He has been stabbed and shot and, police and court records show, lived the life of a criminal since he was a teenager.
Joseph “JoJo” Burhoe was last released from prison in 2007, after serving time for the 2001 armed holdup of a Citizens Bank branch in a Shaw’s Supermarket in Medford.
Within months of his release, authorities alleged in a federal indictment this week, he went back to his old ways of threats, intimidation, and violence, this time as a member of the International Brotherhood of Teamsters, Local 82.
Burhoe, now 44, and living in Braintree, was one of four men accused this week in a federal racketeering indictment of extortion and mail fraud in shaking down businesses to get jobs for the four of them, for friends and for family members and in intimidating anyone who wanted to get in their way. He had been expelled from the union before his arrest.
He remains the only one of the four prosecutors are trying to keep detained pending trial. Authorities have called him a career criminal who poses not only a risk of flight, but a danger to anyone involved in the case. A hearing in federal court is slated for Monday.
“Burhoe has an extensive and serious criminal history, which cries out for detention,” prosecutors said in court records, adding that he is a “career offender in both the technical, legal sense of the term and in the common-sense meaning of the term.”
On Friday, authorities agreed to release a codefendant, James Deamicis, also known as Jimmy the Bull, after the 49-year-old’s girlfriend agreed to let him stay with her and to co-sign a $50,000 unsecured bond.
Earlier in the week, a third man, Thomas Flaherty, 49, of Braintree was released on a $50,000 unsecured bond. The alleged ring leader — John Perry, 60, of Woburn, who was Local 82’s former boss and was director of the union’s national trade show unit — was released on a $100,000 secured bond.
The four men are accused of using their clout to shake down companies doing business at the city’s two convention centers, so that they could win jobs setting up and taking down events.
The alleged crimes occurred between 2007 and 2011.
Known as the Perry Crew, the four men had earned a reputation for forming their own gang within the union, creating conflict with other members.
The infighting grew to the point that the national Teamsters Union abolished the local group, forcing Local 82 to merge into Teamsters Local 25 of Charlestown earlier this year.
Burhoe, according to court records, was the enforcer.
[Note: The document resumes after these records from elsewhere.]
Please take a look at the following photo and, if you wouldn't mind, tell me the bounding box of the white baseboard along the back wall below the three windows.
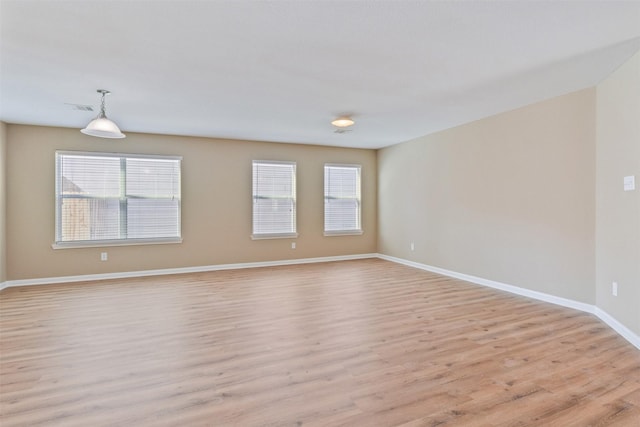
[0,254,378,290]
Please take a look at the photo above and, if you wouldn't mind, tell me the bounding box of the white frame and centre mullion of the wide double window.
[51,150,182,249]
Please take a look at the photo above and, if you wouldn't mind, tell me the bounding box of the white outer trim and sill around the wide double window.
[51,150,183,250]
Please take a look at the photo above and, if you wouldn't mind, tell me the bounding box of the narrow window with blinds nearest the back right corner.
[324,164,362,236]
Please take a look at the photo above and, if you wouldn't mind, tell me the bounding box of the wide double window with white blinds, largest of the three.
[54,151,182,248]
He is accused of participating in the extortion of a fellow union member who opposed Perry in September 2007, while he was still on probation on the bank robbery conviction and less than six months after he had been released from prison.
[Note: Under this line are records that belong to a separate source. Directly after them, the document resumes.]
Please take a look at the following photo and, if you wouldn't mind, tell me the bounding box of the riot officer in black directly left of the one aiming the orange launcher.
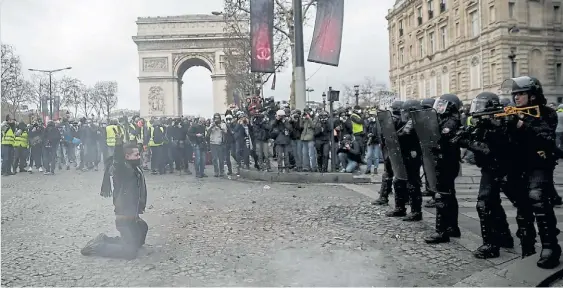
[458,92,514,259]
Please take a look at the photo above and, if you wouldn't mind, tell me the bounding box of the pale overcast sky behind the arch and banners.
[0,0,395,115]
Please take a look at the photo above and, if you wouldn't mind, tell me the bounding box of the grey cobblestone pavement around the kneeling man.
[1,171,492,286]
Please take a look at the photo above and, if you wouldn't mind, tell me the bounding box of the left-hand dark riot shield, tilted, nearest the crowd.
[377,111,408,180]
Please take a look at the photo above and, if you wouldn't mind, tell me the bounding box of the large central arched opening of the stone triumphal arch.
[176,58,213,117]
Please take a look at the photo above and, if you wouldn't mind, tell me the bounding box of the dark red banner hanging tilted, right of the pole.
[307,0,344,66]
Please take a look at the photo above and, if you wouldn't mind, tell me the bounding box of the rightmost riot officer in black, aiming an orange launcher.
[502,76,561,269]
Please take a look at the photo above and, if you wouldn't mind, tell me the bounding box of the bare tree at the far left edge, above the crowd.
[0,44,22,103]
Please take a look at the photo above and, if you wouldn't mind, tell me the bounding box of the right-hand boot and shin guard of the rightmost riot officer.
[536,212,561,269]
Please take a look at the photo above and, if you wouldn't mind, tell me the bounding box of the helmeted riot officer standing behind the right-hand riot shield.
[424,94,462,244]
He is also accused of intimidating a union member who filed a grievance and another who appeared as a witness in a separate court case.
On one occasion, according to authorities, he and others stationed themselves outside the entrance to a union hall to prevent certain members from voting on a contract with a major employer.
Federal officials say Burhoe’s actions are typical of his past crimes of violence, which began with a conviction for a felony at 18 years old.
He has been convicted of first-degree assault, armed robbery, and the felonious use of a firearm, related to an armed robbery in New Hampshire.
According to news reports, at the time, he shot at a convenience store clerk during a holdup.
He served a prison sentence for that crime and returned to prison several times for violating parole.
He has been shot and stabbed, left to die, on two occasions within months of each other in 1989.
Burhoe’s 14-year-old cousin, Terry Burhoe, died in a horrific 1981 stabbing.
He was also a close friend of the notorious Charlestown bank robber Arthur “Butchy” Doe Jr.
Both men were ambushed in a Charlestown home invasion and shooting in 1989. They survived, but 28-year-old Maurine Szymielewicz was killed.
“His extensive criminal history dates back to his teenage years and conclusively demonstrates the extent of his poor character and his commitment to a life of crime,” prosecutors said in court records.